Reference no: EM13769629
Discussing Socrates' speech on Love from the symposium. For a way into our topic, I'm using this piece from a recent publication. It is an excerpt from Rebecca Newberger Goldstein 2014 Book "Plato at the GooglePlex (p.267). The questions for discussion are listed below.
Dear Margo: I'm engaged to a wonderful man, who's highly successful in his field, the same field I'm in. My problem is that my fiancé thinks too highly of me! Somehow he's gotten an inflated view of how talented and brilliant I am, and no matter how banal a suggestion I make, he infuses it with profound insights. Most of the time these insights are really his own, loosely inspired by some half-baked thing I've said. Sometimes he takes ‘my' opinions so seriously that he uses them to challenge his own views, and ends up proclaiming that only ‘I' could have seen through his fallacies.

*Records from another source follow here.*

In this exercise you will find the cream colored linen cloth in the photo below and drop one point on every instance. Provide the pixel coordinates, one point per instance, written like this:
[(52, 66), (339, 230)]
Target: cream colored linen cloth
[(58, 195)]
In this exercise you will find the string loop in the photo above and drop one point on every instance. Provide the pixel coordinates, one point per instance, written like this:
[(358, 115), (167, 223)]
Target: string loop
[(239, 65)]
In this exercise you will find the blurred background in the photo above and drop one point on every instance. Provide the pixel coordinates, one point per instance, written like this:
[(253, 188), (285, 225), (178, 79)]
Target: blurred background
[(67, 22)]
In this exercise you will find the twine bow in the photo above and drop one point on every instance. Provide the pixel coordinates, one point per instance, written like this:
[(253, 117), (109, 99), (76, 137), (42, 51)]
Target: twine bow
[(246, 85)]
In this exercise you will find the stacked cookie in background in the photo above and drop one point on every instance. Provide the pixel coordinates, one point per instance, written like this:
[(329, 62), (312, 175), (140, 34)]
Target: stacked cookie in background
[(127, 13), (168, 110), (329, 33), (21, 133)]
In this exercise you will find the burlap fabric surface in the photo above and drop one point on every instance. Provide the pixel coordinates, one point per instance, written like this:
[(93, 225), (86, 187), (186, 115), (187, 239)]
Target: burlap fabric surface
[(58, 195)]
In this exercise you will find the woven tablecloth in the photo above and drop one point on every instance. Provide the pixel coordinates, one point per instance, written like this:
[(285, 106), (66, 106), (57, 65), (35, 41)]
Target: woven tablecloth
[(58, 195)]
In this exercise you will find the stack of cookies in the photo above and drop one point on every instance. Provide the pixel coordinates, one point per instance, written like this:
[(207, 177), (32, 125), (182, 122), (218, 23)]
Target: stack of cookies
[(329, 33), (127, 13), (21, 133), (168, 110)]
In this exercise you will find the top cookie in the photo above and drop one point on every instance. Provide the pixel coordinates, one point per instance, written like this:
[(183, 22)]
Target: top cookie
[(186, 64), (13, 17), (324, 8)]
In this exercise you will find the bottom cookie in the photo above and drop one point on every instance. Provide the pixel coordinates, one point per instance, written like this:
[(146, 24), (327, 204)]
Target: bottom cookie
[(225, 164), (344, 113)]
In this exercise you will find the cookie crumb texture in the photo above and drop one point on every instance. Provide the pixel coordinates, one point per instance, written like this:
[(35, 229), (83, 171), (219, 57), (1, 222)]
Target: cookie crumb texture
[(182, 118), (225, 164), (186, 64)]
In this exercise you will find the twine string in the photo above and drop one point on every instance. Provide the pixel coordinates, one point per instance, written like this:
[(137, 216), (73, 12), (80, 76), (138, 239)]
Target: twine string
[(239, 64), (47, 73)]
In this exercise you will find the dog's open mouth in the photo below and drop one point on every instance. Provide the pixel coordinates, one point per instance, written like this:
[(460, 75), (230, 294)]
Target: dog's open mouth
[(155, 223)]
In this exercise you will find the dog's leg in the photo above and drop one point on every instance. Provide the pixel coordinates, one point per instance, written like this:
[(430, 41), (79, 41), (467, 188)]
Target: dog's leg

All of this makes me nervous, most of all because I think that eventually, after his infatuation wears off, he's going to see me for what I am and feel he's been deceived - which, of course he has been, even if the deception is really self-deception. On the other hand, I have to admit that it feels great to be praised to the skies by someone I so respect. It feels so good, in fact, that I never correct him and just accept the credit and compliments as if I deserved them. What should I do? I love this guy to bits and don't want to lose him - not now and not in the future when his fog of love lifts.
Yours truly,
Teetering on Pedestal
(Rebecca Goldstein, Plato at the GooglePlex, p.267, 2014)
1. How would you respond to this letter if you were Dear Margo?
2. Do love and deception have anything to do with each other? And if so, how can any relationship last?
3. How do you imagine Socrates or Plato might reply with his notion of the ladder of love?